Halsall’s arrival in Ireland in 2016 was not exactly for the love of its vibrant point-to-point scene but because of, as he laughs, "the love of a woman".
He met his Irish wife in Hong Kong, where his family used to have a business, and they moved home to settle down.
"I worked for Richard Phillips many years ago in the yard and always had a keen interest in horseracing," he explains. "Once we’d moved back, it was a case of getting back into it."
Halsall held a handler’s licence last season, primarily to keep a couple of his father’s old stagers going, and was thrilled to give a first winner to one of his employees, Holly Dunne, on Plan Of Attack.
However, the business is undergoing a restructure. Halsall is in the process of selling the farm and plans to focus on the store market.
"It’s going to be a bit bittersweet," he says. "The way everything has gone with cost, it’s not easy and I decided I could take a lot of the risk out by buying when they’re a bit older.
"You can still buy them as stores for the same sort of price I’d be buying foals for now, when you take into account the keep for two or three years. There’s less time for things to go wrong.
"I’m still going to be buying three-year-olds to then twist to sell as four-year-olds. The business is going to continue, but Boley Stud isn’t."
So hopefully Halsall, who names all of his horses after wines for no particular reason other than it’s an interest of his and gives him a kind of brand recognition, will keep needing to think of ever more original viticultural references.
His latest three are no different.
"I’m having a good run at the moment and hopefully that’ll bode well," he says.

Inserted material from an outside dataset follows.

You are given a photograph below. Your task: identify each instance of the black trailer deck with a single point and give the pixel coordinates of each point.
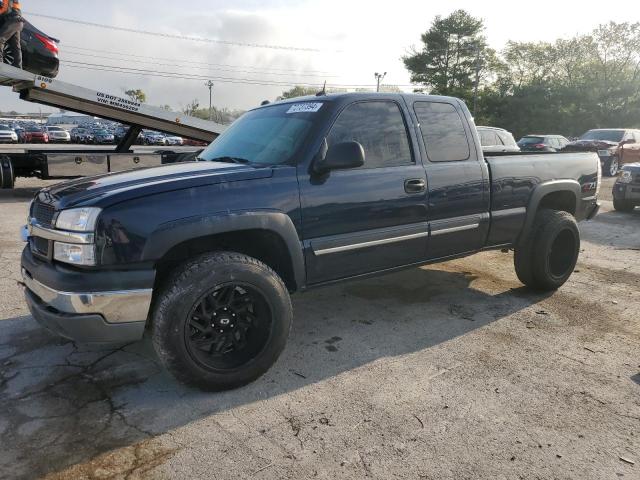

"These ones were all with Colin since sort of last Christmas and I was hoping they might run in the spring, but with the way the ground went, and I think Colin would accept himself his horses weren’t 100 per cent, we decided to back off and leave them. They came home to me for the summer.
"It’s a freak for me to have three in one sale, but two won and Sheer Raz was beaten only a neck and dead-heated for second, and the other horse that was second was beaten only a neck again the other day, so the form is really strong."
After withdrawals, the sale comprises just under 40 lots, consisting of form horses from British and Irish point-to-points, with the event starting at 4.45pm.